Wednesday, March 10, 2010

Embassy Magazine: Azerbaijan continues looking for scapegoats in Khojalu fiasco

Embassy Magazine: Azerbaijan continues looking for scapegoats in Khojalu fiasco
Embassy Magazine famous Canadian newspaper published an article titled, “Azerbaijan Continues Looking for Scapegoats in the Khojalu Fiasco”.

“Karabakh, heart of Armenia, was inexplicably snatched from Armenia in a sinister stroke of the pen by Joseph Stalin and placed under the jurisdiction of Soviet Azerbaijan as an “autonomous province”: a game of political expediency by the newly established Soviet authorities in the early 1920s to gain favours from the newly emerging Turkey and extend Soviet inference among its Turkic neighbours.

Karabakh, which was 90% Armenian-populated, never ceased complaining to the Central authorities in Moscow and expressing dissatisfaction over Azeri treatment, and continued lobbying for realization of its aspirations to be part of the motherland, Armenia.

Hundreds of thousands Armenians demonstrated in 1988 urging the Kremlin for action and the return of Karabakh to its rightful owner, Armenia. In response, the slaughter of Armenians was unleashed in Baku, the capital of Azerbaijan, and continued for a week before Soviet troops were brought in to end the violence. Baku was emptied of its 250.000 Armenians, an industrious and loyal minority. Similar massacres of cleansing were organized in the Azeri cities of Sumgait and Kirovabad and later in the Shahumian district of Karabakh. As the Soviet Union disintegrated, fighting erupted all over Karabakh. It was a superhuman struggle of life and death for Armenians again in the belief that force cannot constitute the basis of rights.

As the fighting continued, the Azeris started creating myths in order to rationalize their defeat. The most sordid of these fictitious scenarios was one about Khojalu.

Eighteen years have passed since the alleged February 26 Khojalu massacres. Today, Baku tries to use those events to conceal the pogroms that took place in Sumgait during February 1988 and other cities thereafter,” the article stated.

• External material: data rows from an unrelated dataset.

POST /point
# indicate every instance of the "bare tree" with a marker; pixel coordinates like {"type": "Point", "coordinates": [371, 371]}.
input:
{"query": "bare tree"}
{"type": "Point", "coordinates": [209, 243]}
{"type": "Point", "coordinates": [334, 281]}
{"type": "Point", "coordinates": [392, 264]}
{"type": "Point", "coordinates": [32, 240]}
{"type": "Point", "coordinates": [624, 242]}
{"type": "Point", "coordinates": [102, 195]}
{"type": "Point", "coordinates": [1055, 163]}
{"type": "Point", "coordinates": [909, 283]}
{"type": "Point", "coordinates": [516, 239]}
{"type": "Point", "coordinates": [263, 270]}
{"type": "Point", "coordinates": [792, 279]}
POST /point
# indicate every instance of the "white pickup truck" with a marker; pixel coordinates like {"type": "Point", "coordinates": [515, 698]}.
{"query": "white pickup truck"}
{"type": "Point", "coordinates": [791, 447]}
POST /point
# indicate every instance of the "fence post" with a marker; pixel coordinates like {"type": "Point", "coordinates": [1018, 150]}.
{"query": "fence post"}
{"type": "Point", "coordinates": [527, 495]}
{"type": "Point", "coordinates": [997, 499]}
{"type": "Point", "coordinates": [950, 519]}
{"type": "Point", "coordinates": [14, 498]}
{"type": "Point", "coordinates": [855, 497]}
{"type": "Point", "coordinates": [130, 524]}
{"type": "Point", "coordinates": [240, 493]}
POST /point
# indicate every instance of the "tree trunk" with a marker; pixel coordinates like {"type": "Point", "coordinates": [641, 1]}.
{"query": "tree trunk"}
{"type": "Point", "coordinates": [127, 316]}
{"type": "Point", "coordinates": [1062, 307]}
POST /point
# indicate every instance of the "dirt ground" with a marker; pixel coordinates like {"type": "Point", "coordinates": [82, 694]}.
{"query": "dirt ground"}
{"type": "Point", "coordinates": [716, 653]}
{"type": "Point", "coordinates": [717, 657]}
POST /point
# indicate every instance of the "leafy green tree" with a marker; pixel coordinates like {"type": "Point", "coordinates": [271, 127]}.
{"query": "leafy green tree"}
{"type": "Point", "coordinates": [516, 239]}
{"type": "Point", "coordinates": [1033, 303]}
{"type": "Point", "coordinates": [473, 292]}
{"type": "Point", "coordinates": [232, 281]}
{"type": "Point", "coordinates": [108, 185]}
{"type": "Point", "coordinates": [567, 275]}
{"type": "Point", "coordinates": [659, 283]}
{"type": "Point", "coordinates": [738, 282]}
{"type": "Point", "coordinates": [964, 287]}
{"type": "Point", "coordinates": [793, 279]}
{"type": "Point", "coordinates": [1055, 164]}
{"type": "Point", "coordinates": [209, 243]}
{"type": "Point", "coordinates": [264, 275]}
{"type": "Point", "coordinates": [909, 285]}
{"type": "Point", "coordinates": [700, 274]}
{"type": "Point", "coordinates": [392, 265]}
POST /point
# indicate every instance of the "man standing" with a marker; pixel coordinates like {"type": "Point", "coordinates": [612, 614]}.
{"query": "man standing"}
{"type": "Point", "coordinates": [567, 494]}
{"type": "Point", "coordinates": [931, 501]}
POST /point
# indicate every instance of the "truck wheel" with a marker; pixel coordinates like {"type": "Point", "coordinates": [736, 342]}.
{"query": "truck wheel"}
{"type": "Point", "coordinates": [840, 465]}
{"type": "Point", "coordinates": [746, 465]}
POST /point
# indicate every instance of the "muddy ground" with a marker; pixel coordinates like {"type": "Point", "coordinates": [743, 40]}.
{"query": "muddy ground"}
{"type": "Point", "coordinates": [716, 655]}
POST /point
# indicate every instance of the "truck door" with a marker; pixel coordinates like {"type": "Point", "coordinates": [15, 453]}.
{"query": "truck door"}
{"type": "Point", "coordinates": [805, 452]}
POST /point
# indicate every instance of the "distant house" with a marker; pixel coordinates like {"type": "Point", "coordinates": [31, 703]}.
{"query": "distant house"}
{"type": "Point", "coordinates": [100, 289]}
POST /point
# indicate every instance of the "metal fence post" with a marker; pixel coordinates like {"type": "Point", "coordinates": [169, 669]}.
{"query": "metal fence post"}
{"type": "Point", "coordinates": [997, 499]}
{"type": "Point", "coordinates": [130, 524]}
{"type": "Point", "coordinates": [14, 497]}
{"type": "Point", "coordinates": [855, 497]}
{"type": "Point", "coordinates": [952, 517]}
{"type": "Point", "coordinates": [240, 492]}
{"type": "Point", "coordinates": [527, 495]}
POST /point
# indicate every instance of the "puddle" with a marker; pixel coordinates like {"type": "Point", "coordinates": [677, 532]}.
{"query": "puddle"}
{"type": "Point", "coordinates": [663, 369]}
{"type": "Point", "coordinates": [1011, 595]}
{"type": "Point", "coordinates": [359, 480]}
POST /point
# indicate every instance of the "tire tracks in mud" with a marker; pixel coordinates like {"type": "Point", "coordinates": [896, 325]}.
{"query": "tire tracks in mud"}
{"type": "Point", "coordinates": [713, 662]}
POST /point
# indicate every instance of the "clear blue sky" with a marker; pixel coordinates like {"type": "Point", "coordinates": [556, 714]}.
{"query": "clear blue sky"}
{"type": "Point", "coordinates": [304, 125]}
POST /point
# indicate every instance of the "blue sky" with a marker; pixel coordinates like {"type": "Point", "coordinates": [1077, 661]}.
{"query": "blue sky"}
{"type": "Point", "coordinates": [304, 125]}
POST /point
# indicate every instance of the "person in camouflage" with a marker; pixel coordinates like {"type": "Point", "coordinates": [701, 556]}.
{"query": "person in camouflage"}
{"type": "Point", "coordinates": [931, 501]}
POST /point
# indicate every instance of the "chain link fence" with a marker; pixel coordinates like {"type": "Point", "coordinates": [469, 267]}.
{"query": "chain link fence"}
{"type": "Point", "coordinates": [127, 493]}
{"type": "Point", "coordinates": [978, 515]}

The Sumgait pogroms (also known as the Sumgait Massacre or February Events) was an Azeri-led pogroms of the Armenian population of Azerbaijani Sumgait from 26 to 29 February 1988. On February 27, 1988, large mobs made up of Azeris formed into groups that went on to attack and killed Armenians both on the streets and in their apartments. Sumgait pogroms lasted three days and were accompanied by widespread violence, looting and murder. Sumgait events signaled the beginning of another unprecedented wave of anti-Armenian persecutions and violence in Azerbaijan, a new genocide. The victims of this of anti-Armenian persecutions and violence were Armenians of Kirovabad, Kazakhs, Khanlar, Dashkesan, Mingechaur, Baku and other towns and villages of Azerbaijan. This has led to floods of refugees from Azerbaijan in Nagorno-Karabakh and Armenia.